HP will update its Pavilion dv2 laptop with a dual-core version of AMD's low-power Athlon processor
HP will update its Pavilion dv2 laptop with a dual-core version of AMD's low-power Athlon processor
AMD is aiming its Neo technology at the ultra-thin laptop market. This is the same market that Intel has addressed for a long time with its ULV (ultra-low-voltage) chips. However, until very recently, laptops using Intel's ULV chips were expensive "executive jewelry," as Intel CEO Paul Otellini has described the segment. (Think: $2,000-and-up Sony Vaio TT or Toshiba Portege R600 laptops.)
That was then. Intel now targets its ULV silicon at inexpensive ultra-thin laptops. It's probably safe to say that AMD beat Intel to the punch (and got Intel's attention) when HP announced the 0.9-inch-thick, $700 dv2 laptop at CES in January, sporting the first Neo chip.
And the dv2 was more than a Netbook: it had a 12-inch screen, ran Windows Vista, packed ATI graphics, and came replete with a 320GB hard disk drive and 4GB of memory.

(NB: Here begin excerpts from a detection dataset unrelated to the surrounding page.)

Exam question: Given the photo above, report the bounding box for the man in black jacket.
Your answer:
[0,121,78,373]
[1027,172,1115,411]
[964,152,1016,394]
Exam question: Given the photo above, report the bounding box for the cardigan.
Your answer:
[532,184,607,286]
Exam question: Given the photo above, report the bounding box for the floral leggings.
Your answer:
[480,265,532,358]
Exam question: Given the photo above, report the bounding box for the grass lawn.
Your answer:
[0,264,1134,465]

The updated HP Pavilion dv2 is expected to debut on June 10 with the dual-core Athlon Neo.
Other vendors will follow. Code-named Congo, the new low-power Athlon silicon will be used in 24 designs across 11 different PC makers, according to AMD.
Congo also integrates AMD's HD3200 graphics, an improvement over the current technology. The all-important power envelope--that, after all, is what sets the technology apart from mainstream mobile silicon--of the whole package including the graphics is expected to be about the same as the current single-core Neo, according to AMD.

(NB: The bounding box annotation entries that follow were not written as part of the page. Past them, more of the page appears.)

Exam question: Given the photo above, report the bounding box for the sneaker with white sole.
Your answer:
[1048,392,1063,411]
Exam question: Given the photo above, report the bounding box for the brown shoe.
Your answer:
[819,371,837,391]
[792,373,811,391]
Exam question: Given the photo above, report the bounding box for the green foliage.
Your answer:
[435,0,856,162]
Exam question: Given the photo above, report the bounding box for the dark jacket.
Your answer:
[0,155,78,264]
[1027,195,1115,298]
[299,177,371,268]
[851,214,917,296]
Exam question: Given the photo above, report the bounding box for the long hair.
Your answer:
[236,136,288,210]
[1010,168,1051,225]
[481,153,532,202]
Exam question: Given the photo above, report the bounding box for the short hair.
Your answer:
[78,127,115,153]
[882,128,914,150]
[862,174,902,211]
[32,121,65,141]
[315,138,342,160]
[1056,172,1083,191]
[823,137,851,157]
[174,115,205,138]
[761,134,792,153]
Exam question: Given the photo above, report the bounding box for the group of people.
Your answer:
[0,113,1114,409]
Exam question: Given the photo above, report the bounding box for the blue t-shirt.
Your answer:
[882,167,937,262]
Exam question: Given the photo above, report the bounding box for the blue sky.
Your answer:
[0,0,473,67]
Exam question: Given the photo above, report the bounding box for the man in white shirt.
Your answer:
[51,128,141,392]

One of the challenges that AMD faces is benchmarks. This CNET review said that though the "1.6 GHz Neo CPU MV-40 has enough processing power to run Windows Vista smoothly, something that has tripped up Intel-Atom-powered systems" when "running multiple apps simultaneously, none of these low-power, single-core CPUs were particularly impressive, and the Neo and Atom were essentially tied in our multitasking test. By way of comparison, a standard Intel Core 2 Duo ULV (ultra-low voltage) processor, as found in more expensive 12-inch laptops, easily beats them all."
So, reviewers (and prospective buyers) will be paying attention to how well AMD's dual-core Neo benchmarks do against Intel's newest dual-core ULV chips and whether AMD offers the battery life of Intel-based ultra-thin laptops, which some vendors say get nine hours from one charge.